For today’s post I thought it would be interesting to use the methods we’ve been using to look at personal dreams on a dream that belongs to our culture: Christmas. This day has been observed as a Christian holiday for over 2000 years. Christianity paired its celebrations with those of older religions, so the birth of the Christian deity was celebrated on the night of the Solstice. Symbolically this dark time of year creates the dark cave of the unenlightened soul, a cave which may be seen behind the Virgin Mary in Orthodox Christian nativity icons. The virgin birth symbolizes the soul’s rescue from this unenlightened dwelling: the spirit is born and becomes incarnate in our previously animal nature. In other words, the birth of the deity to a human mother reenacts the historical moment in our evolution—and the actual moment in each and every life--when we become capable of consciousness.

Sunday, November 7, 2010

Mother’s Birdcage Hairdo


One of the most difficult things we do as humans is to try to come to terms with the loss of our loved ones. The grieving process goes on for years, as the next couple of dreams demonstrate.

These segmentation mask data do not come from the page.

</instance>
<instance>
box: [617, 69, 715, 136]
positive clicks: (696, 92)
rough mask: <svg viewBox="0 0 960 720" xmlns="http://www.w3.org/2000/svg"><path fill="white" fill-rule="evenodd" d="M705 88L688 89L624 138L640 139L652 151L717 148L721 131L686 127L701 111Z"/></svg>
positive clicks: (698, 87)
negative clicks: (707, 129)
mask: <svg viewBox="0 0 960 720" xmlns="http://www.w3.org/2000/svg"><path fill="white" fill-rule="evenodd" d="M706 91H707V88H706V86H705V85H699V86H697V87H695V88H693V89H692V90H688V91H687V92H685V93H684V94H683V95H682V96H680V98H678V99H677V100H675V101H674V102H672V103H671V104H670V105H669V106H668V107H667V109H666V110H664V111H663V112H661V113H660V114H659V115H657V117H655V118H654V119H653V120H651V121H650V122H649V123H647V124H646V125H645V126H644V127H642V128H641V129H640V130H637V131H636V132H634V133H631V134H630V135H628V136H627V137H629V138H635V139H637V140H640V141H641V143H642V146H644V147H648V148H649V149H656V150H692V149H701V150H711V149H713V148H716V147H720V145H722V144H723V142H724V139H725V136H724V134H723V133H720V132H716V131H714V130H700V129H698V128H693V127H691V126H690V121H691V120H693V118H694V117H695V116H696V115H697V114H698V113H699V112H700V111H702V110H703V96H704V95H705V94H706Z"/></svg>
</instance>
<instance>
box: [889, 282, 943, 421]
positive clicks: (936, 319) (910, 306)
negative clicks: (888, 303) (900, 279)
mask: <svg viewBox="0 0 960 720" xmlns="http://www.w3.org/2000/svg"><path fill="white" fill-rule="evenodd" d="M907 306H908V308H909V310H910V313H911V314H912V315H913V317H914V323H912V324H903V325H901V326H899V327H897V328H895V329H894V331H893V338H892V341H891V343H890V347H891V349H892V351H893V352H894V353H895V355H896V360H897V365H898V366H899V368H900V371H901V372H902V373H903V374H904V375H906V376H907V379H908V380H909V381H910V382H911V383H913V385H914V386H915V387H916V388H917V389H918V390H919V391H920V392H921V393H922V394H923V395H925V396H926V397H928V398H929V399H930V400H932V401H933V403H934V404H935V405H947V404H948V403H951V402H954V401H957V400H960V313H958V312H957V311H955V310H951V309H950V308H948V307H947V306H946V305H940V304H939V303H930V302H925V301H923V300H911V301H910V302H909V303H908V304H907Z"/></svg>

The Dream: My mother has had her hair done by my hairdresser. It’s something like my style but with an extra feature: a configuration of hair that resembles a birdcage coming up from her scalp. I’m trying to reassure her that she looks good with this “updated” hairdo, but neither of us is convinced.

Interpretation: If hair represents our thoughts, having my mother’s hair done by my hairdresser reflects my wish to make her think as I do. But since she died some years ago, the unconscious lets me know this isn’t possible. Her hair instead becomes a birdcage. Birds represent the spirit; her thoughts, or my thoughts about her, have formed a place where her spirit can dwell (the hair twisted into a birdcage). I am not ready to release her from this earthly life, so I don’t care for her updated hairdo, but I try to accept it for both of us by telling her, however unconvincingly, that it looks good on her.

Friday, August 13, 2010

Head in a Lantern


The Dream: A friend has put her mother’s or aunt’s head in a lantern. She has also put my mother’s head in one. I am worried that my mother will starve. She will get no food in this odd cage. A part of me wants her to die so I’ll be “finished” with her; yet another part is concerned and guilt-ridden. After a while I think that she won’t starve to death; she’ll die of insulin shock before that happens. In fact, she might be dead already. I am very worried about her suffering, so her death would be a relief.

Interpretation:
My mother died about five years before I had this dream, which sums up all the confused and tortured feelings that centered on my relationship with her. As a child I idolized her. When I was 17 she became diabetic, and I was in terror of her dying. Over the years, every time I saw her I thought might be the last. I saw her suffer through innumerable insulin shocks as well as cancer and heart disease. As anyone with an ill family member knows, all share the pain. In a very real way her death (at 85 in spite of everything!) was a release. Years later, as this dream shows, the unconscious is trying to come to terms with these feelings.

Besides my relief at an impossible situation being resolved, the dream gives me a glimpse of a kind of immortality. Important people in our lives don't die, but live on in us.  Mother's cage resembles a birdcage, and birds signify the spirit. That Mother’s cage is a lantern tells me her spirit still lights my way.